The impact of VA’s success in reducing drug and alcohol dependency, housing, and re-training Veterans for work impacts all of us. Not only does it heal broken souls and families, it potentially makes our streets safer and lowers taxpayers’ outlays as these Veterans become reemployed and contribute to our economy. It’s something we are doing right and the fulfillment of an obligation to Veterans we all recognize.

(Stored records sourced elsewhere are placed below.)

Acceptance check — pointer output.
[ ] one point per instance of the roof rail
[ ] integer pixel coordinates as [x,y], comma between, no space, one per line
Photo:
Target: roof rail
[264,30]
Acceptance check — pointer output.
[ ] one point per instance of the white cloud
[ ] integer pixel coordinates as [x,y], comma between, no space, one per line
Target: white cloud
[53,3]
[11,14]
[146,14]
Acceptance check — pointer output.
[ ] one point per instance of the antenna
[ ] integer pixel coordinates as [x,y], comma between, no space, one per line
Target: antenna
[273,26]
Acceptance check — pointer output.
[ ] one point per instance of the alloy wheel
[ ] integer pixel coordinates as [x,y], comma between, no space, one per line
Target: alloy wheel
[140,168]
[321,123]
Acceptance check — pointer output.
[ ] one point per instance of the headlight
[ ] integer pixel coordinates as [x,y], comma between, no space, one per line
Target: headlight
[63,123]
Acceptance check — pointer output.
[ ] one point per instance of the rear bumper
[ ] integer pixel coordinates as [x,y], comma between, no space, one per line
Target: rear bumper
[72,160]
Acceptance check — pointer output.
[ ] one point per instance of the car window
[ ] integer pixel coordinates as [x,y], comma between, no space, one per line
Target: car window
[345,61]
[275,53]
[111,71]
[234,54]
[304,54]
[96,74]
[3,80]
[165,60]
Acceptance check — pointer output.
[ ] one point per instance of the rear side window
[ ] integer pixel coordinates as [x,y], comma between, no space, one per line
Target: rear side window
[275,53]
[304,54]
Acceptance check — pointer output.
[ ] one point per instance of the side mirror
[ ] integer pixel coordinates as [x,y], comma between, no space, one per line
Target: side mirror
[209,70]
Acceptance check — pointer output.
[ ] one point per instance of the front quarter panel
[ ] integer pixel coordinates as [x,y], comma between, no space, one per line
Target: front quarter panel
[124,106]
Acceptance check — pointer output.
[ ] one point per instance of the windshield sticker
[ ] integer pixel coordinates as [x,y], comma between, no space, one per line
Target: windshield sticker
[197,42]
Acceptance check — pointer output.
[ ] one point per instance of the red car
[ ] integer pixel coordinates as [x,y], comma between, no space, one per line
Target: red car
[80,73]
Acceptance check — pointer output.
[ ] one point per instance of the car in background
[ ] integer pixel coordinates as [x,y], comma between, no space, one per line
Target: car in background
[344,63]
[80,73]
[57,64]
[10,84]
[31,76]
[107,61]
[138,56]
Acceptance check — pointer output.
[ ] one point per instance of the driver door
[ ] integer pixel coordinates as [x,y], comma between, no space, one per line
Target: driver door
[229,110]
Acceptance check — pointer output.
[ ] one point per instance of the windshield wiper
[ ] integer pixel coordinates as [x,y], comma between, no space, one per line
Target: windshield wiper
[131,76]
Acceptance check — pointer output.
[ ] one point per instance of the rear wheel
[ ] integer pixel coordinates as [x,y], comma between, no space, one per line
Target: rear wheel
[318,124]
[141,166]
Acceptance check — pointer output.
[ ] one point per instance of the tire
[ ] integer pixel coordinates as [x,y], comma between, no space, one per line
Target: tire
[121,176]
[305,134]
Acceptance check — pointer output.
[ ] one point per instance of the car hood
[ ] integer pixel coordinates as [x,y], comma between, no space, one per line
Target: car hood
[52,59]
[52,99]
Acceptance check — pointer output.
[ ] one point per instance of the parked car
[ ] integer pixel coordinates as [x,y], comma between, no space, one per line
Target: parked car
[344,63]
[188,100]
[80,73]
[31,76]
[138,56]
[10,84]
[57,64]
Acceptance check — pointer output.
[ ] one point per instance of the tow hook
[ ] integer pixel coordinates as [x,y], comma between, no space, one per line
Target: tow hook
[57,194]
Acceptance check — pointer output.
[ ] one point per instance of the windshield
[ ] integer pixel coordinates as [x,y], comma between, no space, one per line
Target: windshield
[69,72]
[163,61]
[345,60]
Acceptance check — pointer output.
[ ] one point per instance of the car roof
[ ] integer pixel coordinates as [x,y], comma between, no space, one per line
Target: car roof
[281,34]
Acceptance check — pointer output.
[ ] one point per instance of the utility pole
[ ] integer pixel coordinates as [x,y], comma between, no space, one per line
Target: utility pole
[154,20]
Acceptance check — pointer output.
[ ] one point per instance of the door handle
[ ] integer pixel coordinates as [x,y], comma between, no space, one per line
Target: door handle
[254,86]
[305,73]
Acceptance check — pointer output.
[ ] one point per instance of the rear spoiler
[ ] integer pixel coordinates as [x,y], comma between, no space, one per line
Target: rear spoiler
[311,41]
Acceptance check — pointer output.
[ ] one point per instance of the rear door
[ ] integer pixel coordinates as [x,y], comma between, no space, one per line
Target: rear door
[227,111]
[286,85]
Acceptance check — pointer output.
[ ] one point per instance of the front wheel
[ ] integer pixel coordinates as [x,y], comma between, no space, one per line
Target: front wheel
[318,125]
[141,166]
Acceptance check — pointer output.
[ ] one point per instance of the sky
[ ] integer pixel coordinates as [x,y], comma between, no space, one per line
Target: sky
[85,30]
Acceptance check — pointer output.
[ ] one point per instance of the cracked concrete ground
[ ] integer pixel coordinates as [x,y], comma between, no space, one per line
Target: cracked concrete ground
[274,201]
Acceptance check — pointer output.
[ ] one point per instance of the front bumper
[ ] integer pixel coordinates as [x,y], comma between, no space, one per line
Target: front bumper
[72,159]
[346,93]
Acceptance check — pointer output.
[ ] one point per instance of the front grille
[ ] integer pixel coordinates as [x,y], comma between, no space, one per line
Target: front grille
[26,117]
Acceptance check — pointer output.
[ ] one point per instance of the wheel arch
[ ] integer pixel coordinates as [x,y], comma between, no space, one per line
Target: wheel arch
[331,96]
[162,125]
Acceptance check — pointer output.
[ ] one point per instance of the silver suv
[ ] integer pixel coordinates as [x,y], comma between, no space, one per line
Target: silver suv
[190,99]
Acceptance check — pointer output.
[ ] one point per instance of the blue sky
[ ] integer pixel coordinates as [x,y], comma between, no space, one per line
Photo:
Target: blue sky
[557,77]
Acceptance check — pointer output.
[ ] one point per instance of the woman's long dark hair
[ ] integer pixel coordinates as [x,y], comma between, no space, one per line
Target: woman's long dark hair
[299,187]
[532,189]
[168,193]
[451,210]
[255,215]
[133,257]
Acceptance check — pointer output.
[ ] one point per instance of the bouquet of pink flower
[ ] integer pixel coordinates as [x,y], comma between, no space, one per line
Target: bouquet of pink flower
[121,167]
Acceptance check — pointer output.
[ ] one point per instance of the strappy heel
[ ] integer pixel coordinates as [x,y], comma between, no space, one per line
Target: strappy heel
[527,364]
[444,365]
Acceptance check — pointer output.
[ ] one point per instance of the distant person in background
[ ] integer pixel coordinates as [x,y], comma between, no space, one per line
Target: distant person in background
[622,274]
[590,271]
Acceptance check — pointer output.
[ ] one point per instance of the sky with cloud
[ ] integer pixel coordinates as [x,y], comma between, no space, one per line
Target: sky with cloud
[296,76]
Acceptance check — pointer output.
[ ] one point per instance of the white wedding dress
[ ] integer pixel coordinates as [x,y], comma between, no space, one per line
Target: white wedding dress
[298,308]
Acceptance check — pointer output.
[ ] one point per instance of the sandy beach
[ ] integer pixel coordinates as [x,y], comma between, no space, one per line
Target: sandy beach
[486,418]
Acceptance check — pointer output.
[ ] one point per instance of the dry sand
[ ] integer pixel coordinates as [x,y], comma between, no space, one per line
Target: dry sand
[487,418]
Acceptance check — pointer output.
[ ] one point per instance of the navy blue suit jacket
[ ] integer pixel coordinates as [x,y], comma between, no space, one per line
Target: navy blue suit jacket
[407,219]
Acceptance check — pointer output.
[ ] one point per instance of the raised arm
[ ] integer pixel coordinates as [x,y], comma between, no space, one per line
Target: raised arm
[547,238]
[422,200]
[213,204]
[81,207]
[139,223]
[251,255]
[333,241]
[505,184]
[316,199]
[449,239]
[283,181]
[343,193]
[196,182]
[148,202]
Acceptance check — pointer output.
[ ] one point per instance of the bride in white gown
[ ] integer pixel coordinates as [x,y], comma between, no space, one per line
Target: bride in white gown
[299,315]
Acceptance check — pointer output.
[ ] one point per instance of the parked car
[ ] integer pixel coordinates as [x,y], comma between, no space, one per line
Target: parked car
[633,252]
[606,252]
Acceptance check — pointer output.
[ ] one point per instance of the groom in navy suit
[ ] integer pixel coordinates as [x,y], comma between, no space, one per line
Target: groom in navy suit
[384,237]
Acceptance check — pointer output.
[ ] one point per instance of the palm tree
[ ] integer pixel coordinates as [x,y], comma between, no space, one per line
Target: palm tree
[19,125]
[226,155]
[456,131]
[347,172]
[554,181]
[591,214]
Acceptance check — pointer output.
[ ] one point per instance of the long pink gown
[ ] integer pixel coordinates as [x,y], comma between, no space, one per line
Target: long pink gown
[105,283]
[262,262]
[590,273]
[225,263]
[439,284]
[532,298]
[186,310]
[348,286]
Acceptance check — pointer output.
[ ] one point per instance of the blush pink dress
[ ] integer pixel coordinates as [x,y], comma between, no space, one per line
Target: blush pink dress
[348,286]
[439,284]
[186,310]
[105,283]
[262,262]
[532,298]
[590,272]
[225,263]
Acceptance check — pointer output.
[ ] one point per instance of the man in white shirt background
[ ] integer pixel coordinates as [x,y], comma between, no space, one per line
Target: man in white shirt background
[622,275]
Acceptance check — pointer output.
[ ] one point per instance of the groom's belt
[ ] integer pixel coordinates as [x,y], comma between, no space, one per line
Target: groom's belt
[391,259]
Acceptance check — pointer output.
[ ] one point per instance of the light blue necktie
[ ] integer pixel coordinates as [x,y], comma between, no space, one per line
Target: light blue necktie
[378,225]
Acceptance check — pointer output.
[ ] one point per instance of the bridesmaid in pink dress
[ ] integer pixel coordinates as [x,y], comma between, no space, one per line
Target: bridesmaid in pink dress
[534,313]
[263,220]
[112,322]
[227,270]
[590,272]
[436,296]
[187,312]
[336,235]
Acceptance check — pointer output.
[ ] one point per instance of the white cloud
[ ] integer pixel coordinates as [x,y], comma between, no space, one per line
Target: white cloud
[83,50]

Overcame a series of health crises
After 12-plus years in the U.S. Marines, a series of health crises led Michael to joblessness, despair and drink.
“As a homeless Veteran I wanted a lot of the things that I thought everyone else had,” he said. “I mean things like respect, responsibility, happiness, independence, employment and a place to live. I was in search of security and some sort of dignity in my life.”
The VA’s Housing First and CWT programs gave Michael that opportunity. Housing First is a new philosophy in treating homelessness. In the past, in order to secure permanent housing, homeless Veterans had to demonstrate they were clean of drugs, psychologically competent, and had some source of income to supplement their housing. Now, the stable home comes first and the medical treatment and job training follows. In Michael’s case, after securing a transitional apartment through the Housing First program, he participated in VA’s Substance Abuse Rehabilitation Program (SARP) and the CWT employment preparation program at the Washington DC VA Medical Center.
At the VA Medical Center, Michael found himself. He proved he could get to work on time, manage projects, get along with other staff members and achieve both job and personal goals. His confidence grew and so did his determination to get his scorecard completed.
On October 9, 2012, Michael was hired by VA as a full-time Program Support Specialist. Four years later, he moved into his own home, fulfilling a promise to his mother that he would take care of her in her senior years. “It has been a long ride and I am so happy and grateful for this opportunity,” says Michael.